Enactment of the Ohio Healthy Families Act
by Josh Moorhead
The Ohio Healthy Families Act was a ballot measure neither enacted nor voted on in Ohio during the November 2008 election cycle. The measure would have impacted sick leave for employees. Contended with some controversy the act was argued to be a burden to employers and new businesses but a benefit to employees.
The Ohio Healthy Families Act would have mandated employers with 25 or more full-time employees grant those employees seven days paid sick leave a year for health issues affecting them or their families. The measure also made it so unused sick days would carry over into the following year, that less than one whole sick day could be used at a time, that employers could not deny sick leave, that sick leave would only have to have doctor's notice if it lasted more than three days and that employers could not discriminate based on the amount sick days taken or not taken. The measure would have only affected employers who did not already have policies meeting this standard.
The act was initially proposed by the Service Employee's International District 1199. Of the 120,683 signatures required to propose a ballot measure the act received 241,739 signees according to the Cincinnati Enquirer. After getting sufficient support for the measure and submitting it to Ohio Secretary of State Jennifer Brunner in time to make the 2008 ballot the SEIU then requested a withdrawal before Brunner was able to approve the measure for the November ballot.

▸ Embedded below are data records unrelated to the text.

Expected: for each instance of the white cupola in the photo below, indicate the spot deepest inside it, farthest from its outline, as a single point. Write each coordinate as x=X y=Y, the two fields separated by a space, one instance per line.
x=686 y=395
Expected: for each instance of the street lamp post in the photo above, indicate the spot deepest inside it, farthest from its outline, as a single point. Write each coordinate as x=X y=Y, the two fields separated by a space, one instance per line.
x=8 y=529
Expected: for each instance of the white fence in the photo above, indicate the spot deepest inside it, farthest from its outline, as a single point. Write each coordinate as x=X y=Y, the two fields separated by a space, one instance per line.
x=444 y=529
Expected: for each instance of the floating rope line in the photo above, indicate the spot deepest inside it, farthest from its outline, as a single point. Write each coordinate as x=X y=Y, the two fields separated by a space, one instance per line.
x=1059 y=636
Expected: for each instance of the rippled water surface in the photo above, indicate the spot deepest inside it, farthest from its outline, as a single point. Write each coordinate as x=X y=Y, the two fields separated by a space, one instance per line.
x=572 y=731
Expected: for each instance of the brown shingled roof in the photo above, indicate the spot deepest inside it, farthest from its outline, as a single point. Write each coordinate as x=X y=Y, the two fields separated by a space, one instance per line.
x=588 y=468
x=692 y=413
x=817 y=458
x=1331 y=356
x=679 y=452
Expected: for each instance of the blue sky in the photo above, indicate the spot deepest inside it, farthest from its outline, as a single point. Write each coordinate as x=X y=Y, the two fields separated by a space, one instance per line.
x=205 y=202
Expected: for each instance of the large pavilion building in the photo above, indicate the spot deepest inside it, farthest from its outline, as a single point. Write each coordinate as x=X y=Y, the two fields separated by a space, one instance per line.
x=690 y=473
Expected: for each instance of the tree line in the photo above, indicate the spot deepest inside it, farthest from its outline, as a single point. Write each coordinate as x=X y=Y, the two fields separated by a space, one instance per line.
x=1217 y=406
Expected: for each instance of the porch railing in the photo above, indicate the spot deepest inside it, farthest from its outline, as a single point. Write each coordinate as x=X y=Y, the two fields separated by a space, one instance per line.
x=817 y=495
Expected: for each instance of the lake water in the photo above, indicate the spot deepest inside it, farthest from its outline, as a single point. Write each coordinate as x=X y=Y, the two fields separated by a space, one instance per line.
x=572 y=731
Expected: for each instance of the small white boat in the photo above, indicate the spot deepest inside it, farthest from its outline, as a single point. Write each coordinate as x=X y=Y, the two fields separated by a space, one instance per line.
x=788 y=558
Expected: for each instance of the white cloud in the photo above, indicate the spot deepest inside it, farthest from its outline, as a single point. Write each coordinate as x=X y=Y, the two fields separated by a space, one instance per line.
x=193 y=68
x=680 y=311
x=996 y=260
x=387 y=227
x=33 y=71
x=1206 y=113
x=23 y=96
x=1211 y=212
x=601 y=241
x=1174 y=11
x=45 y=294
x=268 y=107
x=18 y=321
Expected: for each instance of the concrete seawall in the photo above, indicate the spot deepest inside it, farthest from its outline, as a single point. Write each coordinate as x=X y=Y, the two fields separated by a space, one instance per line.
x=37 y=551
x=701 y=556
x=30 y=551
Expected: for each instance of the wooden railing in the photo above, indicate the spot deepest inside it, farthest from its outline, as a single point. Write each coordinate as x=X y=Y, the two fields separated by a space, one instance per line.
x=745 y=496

Besides Ohio labor unions the measure was also supported by politicians Sherrod Brown, the Democratic Senator of Ohio, and 2008 Democratic Presidential candidate Barack Obama. The measure also garnered support from other liberal and progressive organizations including the Ballot Initiative Strategy Center. Among Ohioans the act received 70 percent support, based on polling by Ohio newspapers such as the Columbus Dispatch.
Among those opposing the measure were Ohio businesses and their representatives. Commerce organizations and other groups such as the Ohio Roundtable, the East Liverpool Chamber of Commerce and the Ohioans to Protect Fair Jobs and Benefits, united in their effort against the act's passage in fear that it would hurt job creation and adversely effect jobs already existing in the state, causing employers to cut pay and other benefits.
Gay rights groups also opposed the measure because it did not extend it's benefits to families with gay parents.
Ohio's Democratic Governor Ted Strickland also opposed the act hoping for a seperate agreement to be made between the Ohio labor unions and employers that would satisfy both.
Those that initially created and supported the act, chief amongst them the SEIU, requested withdrawal of the initiative from the 2008 ballot with agreement from Senator Sherrod Brown, Governor Strickland and others. The withdrawal came after assertions that the act would damage Ohio's already then lagging job market and create unnecessary stress in record keeping and other bureaucracy. In the Dayton Business Journal SEIU President Becky Williams said the proposition "didn't make sense for Ohio workers."
Ultimately the SEIU and other supporters withdrew the act in hopes that a federal mandate for sick leave benefits would be enacted by then candidate Barack Obama should he win the election.
While the act would have made Ohio the only state in America with mandated sick leave the measure was pulled in lieu of more uniform standards. As of yet no such standards are in place and no similar measure has passed in Ohio.